Should one follow the links for any of these categories, they will likely be shocked at just how substantial and comprehensive the content to which they have free access is. To use one such category as an example, the amount of coursework offered under the Business category is so vast that (just as the classes of all the other categories are) it's sectioned into subcategories. The classes under the Business Communication and General Business Skills subcategories deal primarily with introductory topics and feature such classes as "Effective Business Writing," "Building Teams That Work," and "Administrative Assistant Fundamentals." Other subcategories (of the Business category) serving to delineate and organize the considerably large collections of courses include Grant Writing, Management and Leadership, Project Management, Sales and Marketing, Starting Your Own Business, and Business Software, among several others. Examining the list of courses under specifically the Business Software subcategory—which is certainly one of the more sizable collections under the Business heading—reveals a total of forty-five courses offered to LAPL card-carrying adults.

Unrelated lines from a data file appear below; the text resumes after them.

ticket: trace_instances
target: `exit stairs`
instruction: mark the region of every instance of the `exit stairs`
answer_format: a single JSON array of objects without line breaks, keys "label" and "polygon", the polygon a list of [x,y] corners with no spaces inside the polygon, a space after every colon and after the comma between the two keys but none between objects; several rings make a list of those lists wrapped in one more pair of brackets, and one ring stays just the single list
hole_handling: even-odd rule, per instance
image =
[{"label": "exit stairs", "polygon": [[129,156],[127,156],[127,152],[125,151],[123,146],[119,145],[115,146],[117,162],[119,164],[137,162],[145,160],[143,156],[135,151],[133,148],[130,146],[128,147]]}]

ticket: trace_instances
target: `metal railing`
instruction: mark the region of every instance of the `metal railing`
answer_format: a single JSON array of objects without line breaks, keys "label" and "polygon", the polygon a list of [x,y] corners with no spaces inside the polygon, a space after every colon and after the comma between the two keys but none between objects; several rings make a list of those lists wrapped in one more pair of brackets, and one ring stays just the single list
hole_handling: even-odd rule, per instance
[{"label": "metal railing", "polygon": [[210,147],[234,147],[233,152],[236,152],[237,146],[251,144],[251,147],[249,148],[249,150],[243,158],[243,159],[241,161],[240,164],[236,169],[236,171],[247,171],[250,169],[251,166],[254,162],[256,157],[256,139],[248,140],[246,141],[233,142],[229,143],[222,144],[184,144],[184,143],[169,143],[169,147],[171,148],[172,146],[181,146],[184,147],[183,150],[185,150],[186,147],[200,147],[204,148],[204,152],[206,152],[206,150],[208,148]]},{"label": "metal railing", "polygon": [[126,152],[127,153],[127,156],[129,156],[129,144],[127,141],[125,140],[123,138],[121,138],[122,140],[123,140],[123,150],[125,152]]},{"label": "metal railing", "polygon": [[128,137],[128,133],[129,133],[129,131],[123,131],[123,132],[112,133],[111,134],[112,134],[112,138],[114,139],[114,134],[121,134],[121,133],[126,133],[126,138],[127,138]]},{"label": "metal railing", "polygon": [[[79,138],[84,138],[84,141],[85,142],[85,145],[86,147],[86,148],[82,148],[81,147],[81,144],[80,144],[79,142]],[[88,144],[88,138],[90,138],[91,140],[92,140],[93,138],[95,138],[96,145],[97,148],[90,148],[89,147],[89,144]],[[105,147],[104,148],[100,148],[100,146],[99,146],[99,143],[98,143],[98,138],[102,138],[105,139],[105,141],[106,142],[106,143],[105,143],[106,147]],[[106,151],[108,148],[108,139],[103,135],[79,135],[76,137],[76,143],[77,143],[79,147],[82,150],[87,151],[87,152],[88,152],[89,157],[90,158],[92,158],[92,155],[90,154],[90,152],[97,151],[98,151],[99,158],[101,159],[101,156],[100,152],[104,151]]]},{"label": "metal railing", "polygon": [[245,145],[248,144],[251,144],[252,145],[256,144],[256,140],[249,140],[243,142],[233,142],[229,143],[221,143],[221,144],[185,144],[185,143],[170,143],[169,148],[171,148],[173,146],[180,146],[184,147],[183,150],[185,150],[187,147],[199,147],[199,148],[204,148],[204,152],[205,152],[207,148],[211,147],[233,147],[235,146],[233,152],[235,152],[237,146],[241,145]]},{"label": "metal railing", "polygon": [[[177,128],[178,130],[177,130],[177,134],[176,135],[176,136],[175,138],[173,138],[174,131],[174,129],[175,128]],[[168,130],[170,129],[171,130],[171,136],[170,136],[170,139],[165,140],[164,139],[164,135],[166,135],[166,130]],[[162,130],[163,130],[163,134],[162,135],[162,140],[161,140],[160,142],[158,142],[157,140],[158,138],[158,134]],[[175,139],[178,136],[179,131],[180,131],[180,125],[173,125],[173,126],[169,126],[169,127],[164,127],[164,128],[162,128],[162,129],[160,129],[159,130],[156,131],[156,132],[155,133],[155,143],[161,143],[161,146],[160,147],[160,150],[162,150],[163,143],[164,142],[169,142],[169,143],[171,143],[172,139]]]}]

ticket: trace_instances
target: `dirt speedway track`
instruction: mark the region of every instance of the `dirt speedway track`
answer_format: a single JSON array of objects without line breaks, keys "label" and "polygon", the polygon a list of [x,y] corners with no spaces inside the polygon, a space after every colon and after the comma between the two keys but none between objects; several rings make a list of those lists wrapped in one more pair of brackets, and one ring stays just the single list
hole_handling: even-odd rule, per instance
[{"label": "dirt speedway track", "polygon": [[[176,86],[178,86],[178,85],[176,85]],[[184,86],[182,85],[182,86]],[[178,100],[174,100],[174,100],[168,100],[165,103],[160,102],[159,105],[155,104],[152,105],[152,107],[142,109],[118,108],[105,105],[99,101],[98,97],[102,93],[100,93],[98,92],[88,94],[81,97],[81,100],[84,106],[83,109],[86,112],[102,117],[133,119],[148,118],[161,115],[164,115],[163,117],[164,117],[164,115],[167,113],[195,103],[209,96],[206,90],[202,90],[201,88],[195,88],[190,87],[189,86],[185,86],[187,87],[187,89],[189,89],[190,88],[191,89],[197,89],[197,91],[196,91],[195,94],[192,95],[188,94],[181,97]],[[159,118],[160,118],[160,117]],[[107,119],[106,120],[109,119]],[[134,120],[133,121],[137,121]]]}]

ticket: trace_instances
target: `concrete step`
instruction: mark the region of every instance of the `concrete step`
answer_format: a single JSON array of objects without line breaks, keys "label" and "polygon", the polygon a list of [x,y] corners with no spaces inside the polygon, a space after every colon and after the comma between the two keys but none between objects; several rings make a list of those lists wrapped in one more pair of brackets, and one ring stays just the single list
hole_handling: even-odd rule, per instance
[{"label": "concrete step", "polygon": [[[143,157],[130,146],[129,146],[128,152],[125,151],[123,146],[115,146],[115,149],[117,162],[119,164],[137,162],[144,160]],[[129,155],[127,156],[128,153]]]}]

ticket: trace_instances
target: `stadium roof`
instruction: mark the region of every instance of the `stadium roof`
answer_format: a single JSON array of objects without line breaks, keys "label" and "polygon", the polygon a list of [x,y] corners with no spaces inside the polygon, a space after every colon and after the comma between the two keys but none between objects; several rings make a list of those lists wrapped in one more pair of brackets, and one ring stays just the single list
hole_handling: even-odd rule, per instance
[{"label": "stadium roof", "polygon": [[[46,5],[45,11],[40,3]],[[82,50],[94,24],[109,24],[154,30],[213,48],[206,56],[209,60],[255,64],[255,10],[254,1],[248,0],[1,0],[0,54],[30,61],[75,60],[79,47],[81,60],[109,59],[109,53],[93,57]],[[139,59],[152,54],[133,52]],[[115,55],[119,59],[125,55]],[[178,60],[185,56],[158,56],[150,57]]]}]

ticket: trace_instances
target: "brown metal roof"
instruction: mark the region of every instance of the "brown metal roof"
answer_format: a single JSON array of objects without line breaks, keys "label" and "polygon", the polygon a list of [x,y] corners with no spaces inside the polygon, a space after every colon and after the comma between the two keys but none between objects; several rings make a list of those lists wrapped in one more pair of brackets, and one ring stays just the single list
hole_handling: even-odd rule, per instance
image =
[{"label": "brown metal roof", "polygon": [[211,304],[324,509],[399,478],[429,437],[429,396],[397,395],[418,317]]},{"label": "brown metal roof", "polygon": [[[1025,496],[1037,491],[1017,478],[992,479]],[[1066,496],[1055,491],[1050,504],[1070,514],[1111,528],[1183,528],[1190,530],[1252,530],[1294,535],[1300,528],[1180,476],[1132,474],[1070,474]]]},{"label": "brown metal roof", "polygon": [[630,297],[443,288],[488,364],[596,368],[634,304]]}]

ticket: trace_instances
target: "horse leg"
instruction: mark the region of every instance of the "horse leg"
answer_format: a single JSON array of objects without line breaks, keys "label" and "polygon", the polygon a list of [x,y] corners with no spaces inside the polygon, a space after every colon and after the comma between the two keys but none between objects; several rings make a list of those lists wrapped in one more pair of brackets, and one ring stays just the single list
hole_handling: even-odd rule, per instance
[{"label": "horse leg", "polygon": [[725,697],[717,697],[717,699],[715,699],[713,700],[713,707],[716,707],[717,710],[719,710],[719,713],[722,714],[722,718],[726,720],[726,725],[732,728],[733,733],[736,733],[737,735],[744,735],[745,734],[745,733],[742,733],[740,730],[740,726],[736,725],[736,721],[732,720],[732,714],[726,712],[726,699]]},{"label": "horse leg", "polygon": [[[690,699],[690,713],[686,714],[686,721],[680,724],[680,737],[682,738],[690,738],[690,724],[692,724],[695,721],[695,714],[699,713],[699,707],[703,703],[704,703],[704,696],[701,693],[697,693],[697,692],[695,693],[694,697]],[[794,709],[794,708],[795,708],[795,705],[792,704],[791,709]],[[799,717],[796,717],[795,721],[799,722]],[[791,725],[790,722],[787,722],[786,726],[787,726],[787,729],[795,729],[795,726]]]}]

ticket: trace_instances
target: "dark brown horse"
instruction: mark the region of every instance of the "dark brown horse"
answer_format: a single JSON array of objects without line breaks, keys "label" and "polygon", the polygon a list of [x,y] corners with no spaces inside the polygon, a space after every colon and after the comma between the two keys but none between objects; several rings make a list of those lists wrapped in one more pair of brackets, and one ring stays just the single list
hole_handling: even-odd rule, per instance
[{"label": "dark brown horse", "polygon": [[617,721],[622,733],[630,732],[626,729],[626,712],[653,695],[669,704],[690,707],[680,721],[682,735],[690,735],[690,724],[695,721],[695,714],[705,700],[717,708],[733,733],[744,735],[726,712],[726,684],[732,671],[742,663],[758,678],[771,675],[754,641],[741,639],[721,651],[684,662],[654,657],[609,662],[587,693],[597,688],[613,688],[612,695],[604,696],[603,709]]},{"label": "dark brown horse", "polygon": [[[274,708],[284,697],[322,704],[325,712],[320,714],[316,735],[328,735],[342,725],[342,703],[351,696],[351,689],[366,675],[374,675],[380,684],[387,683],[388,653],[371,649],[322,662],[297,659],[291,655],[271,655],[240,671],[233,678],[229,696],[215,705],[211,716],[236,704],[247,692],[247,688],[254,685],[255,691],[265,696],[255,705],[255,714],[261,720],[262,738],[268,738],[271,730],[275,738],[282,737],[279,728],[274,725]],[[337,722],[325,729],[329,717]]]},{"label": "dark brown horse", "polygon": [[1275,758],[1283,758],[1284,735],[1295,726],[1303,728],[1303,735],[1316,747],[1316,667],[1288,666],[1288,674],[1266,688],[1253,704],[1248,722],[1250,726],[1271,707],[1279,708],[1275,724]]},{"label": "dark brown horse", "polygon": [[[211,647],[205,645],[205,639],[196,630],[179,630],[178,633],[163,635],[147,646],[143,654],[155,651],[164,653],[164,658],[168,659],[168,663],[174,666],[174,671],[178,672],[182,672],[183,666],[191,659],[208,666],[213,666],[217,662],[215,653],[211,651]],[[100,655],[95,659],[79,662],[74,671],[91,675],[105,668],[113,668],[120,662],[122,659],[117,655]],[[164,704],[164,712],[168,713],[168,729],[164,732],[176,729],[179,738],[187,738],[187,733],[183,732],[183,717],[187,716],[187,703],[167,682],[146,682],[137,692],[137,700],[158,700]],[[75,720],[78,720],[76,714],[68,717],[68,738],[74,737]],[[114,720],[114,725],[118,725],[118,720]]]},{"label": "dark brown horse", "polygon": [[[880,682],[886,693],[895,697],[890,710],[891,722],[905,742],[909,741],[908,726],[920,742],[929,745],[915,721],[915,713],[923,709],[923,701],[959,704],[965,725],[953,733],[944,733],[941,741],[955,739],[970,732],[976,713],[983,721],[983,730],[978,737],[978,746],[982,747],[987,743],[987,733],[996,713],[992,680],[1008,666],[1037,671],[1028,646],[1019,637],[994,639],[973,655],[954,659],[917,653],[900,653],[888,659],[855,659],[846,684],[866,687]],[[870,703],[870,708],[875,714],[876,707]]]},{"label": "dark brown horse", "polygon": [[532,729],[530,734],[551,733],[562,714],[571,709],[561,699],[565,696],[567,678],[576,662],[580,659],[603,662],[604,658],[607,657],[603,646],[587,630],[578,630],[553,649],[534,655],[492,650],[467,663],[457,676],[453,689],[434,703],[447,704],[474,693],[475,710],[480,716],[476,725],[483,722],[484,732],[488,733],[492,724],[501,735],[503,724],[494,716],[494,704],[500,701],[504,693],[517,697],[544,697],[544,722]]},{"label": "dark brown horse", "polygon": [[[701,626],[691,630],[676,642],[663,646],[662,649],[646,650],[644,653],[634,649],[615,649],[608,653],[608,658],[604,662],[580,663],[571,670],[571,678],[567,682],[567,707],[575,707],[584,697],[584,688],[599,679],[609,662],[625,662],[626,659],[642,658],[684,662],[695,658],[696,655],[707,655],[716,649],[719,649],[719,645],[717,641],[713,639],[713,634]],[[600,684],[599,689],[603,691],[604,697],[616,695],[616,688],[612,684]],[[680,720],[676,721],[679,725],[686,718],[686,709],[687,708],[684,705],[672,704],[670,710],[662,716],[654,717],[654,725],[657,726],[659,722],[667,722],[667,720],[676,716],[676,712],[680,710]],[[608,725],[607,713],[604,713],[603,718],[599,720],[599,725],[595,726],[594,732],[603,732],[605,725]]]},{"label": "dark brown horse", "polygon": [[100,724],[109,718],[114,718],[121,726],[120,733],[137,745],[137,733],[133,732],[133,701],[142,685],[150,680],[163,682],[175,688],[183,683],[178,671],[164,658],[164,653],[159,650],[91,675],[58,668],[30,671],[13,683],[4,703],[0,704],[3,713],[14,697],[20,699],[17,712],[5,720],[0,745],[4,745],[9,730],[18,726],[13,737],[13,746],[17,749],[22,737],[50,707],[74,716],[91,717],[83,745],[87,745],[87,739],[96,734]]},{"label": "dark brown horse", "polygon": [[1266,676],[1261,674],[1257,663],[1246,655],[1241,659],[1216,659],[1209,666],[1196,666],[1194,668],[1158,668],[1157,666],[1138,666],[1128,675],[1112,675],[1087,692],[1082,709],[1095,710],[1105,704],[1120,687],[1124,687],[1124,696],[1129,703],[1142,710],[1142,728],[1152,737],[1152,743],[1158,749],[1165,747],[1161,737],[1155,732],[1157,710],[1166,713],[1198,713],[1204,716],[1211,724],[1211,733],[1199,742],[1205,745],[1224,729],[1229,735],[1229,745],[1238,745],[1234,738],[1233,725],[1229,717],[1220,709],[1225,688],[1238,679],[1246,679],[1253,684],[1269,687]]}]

The sheer mountain of instructor-led coursework (tailored specifically for the purpose of developing in adults myriad valuable literacies) that the Los Angeles Public Library system provides its patrons—free of charge—is pretty astounding. But what I find truly amazing is that this review barely scratches the surface; I've outlined just one of the several educational content sources (each of which is among the leaders in this industry) the LAPL offers its patrons. It's rather clear, I think, that the huge conglomeration of communities served by the LAPL have been given exceptional metaliteracy- cultivating power, and much of this power exists by virtue of the LAPL giving them not one but several options in terms of the source (provider) of their online educational coursework and content.